Bergoglio respondeu então à sua própria pergunta – “Como assumir a herança de um fundador” – com as sugestões de São Vicente de Lerino [Nota: Escritor eclesiástico do sul da Gália do século V] para preservar a integridade da fé: ser fiel ao dinamismo histórico e aos diferentes lugares, tempos e povos e, ao mesmo tempo, preservar o carisma na sua riqueza mais profunda fazendo-o andar, não o fechando. “O carisma de dom Giussani, neste caso, será preservado se for consolidado ao longo dos anos, não se for preservado; isto é, se com o passar dos anos se enraíza nos homens e nas mulheres, se se expande e adquire outras formas com o tempo, se se sublima em expressões cada vez mais ricas com o tempo. É um risco, sem dúvida, mas risco maior é a codificação, tendo o carisma enlatado. Em seguida, o arcebispo se dirigiu diretamente a “quem segue” o carisma de dom Giussani: “Ou são encorajados a caminhar na fidelidade ao carisma e aos tempos vividos ou ficam estagnados e deixam de ser fecundos”.

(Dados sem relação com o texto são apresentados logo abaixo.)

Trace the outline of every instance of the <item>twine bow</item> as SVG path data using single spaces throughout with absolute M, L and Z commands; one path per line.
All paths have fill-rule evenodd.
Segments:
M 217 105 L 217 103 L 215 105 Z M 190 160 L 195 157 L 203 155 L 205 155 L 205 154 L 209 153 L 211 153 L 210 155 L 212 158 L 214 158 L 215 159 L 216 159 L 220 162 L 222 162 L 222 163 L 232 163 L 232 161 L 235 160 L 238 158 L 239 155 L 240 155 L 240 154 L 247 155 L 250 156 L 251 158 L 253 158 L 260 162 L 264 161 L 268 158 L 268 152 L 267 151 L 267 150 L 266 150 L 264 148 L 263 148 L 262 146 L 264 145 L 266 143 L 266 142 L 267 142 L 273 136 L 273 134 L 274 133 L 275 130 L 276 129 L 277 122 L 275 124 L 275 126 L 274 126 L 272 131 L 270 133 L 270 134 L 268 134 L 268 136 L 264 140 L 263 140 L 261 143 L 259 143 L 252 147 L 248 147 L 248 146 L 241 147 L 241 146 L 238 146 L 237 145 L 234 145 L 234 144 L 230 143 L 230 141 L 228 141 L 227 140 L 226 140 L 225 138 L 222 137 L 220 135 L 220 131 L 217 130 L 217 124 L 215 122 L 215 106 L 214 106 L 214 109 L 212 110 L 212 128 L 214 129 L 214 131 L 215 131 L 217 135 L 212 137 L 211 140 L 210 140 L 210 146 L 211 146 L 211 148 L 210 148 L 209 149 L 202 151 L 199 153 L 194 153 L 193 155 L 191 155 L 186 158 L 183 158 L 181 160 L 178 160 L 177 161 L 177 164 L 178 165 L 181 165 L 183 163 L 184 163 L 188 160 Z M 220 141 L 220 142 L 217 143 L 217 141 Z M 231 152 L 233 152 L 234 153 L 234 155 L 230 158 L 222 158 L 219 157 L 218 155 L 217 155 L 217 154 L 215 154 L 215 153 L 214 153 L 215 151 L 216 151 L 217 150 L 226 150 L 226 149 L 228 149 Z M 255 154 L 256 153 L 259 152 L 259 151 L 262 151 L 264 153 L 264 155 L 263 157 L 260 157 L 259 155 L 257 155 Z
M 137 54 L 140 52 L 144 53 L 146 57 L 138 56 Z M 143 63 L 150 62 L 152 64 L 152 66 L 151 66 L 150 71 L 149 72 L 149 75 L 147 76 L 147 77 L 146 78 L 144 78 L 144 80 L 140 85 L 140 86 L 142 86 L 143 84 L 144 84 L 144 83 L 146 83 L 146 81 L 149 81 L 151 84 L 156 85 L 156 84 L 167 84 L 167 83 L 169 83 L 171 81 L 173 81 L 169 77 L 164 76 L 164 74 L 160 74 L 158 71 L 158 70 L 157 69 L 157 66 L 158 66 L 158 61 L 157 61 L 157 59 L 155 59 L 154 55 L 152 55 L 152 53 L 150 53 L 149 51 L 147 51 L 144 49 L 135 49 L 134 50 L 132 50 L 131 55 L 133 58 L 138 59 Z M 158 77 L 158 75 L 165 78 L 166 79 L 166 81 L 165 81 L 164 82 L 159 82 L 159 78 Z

Voltei a ouvir o eco destas amistosas confidências de tantos anos atrás nas palavras que o Papa dirigiu, no sábado, 16 de setembro de 2021, aos responsáveis dos movimentos convocados a Roma para lhes falar das responsabilidades de governo em associações leigas. Nesta última ocasião, voltou a relacionar a fidelidade ao carisma com a mudança: “De fato, pertencer a uma associação, a um movimento ou a uma comunidade, sobretudo se referindo a um carisma, não deve envolver-nos numa ‘torre de marfim’, que faz nos sentirmos seguros, como se não fosse necessário responder aos desafios e às mudanças”. Como em 2008, observou que “é compreensível que, após a morte do fundador, a fidelidade seja entendida como forma de proteção. É uma tentação que ocorre com frequência em novas congregações ou novos movimentos e, portanto, considerar que nenhuma mudança é necessária pode se tornar uma falsa segurança. As novidades também envelhecem em breve!”. E como naquela época sugeriu que para salvaguardar um patrimônio do qual nasceram as formas de educação e presença, é necessário “aprofundar cada vez mais este carisma e refletir sobre ele, para incorporá-lo nas novas situações”. Formas diferentes que, claro, não mudam o essencial.